Technical University of Munich: Mass spectrometry-based draft of the mouse proteome
Proteins control and organize almost every aspect of life. The totality of all proteins in a living organism, a tissue or a cell is called the proteome. Using mass spectrometry, researchers at the Technical University of Munich (TUM) characterize the proteome, or protein complement of the genome, in important model organisms. In 2014, a team at the Chair of Proteomics and Bioanalytics reported a draft human proteome for the first time, followed by that of the model plant Arabidopsis thaliana in 2020, and now that of the most common laboratory mouse.
The laboratory mouse ranks among the most important experimental systems for biomedical research and molecular reference maps of such models are essential informational tools. “We present a quantitative draft of the mouse proteome and phosphoproteome constructed from 41 healthy tissues. These molecules are cellular regulators of normal as well as pathological processes,” says Bernhard Küster, Professor of Proteomics and Bioanalytics.
The proteomes of humans, animals and plants have many similarities
The researchers now show in a Nature Methods publication what insights can be gleaned from the data. For instance, tissue- and cell-type resolved profiles provide protein evidence for the expression of 17,000 genes and thousands of isoforms, proteins that arise from the same gene but differ in structure.

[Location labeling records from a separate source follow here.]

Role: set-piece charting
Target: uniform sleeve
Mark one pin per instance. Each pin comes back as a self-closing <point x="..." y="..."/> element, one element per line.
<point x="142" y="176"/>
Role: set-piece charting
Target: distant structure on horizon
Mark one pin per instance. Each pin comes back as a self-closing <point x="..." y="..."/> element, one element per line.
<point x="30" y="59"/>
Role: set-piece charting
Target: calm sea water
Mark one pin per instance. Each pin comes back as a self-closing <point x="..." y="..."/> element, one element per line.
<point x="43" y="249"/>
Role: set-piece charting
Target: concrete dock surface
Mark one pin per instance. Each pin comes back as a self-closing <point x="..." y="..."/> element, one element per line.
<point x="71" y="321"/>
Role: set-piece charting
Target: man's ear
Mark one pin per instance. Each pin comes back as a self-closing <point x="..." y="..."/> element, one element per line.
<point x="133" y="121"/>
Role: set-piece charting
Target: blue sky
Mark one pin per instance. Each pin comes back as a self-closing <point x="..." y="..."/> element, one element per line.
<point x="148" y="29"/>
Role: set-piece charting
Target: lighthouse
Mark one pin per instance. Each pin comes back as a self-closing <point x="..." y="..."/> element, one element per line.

Furthermore, 50,000 phosphorylation sites could be found. These are specific and particularly important parts of proteins that regulate processes in the cell. In other words, the research work provides information about how many of the approximately 20,000 mouse genes exist as proteins, where they are expressed, in what quantities they occur and how active they are.
Proteogenomic comparison of mouse, human and Arabidopsis reveal common and distinct mechanisms of gene expression regulation and, despite many similarities, numerous differentially abundant orthologs that likely serve species-specific functions. “We leverage the mouse proteome by integrating more than 400 phenotypic drug and radiation response data sets with the proteomes of 66 pancreatic ductal adenocarcinoma (PDAC) cell lines to reveal molecular markers for drug sensitivity and resistance,” says Piero Giansanti, Ph.D., first author of the study.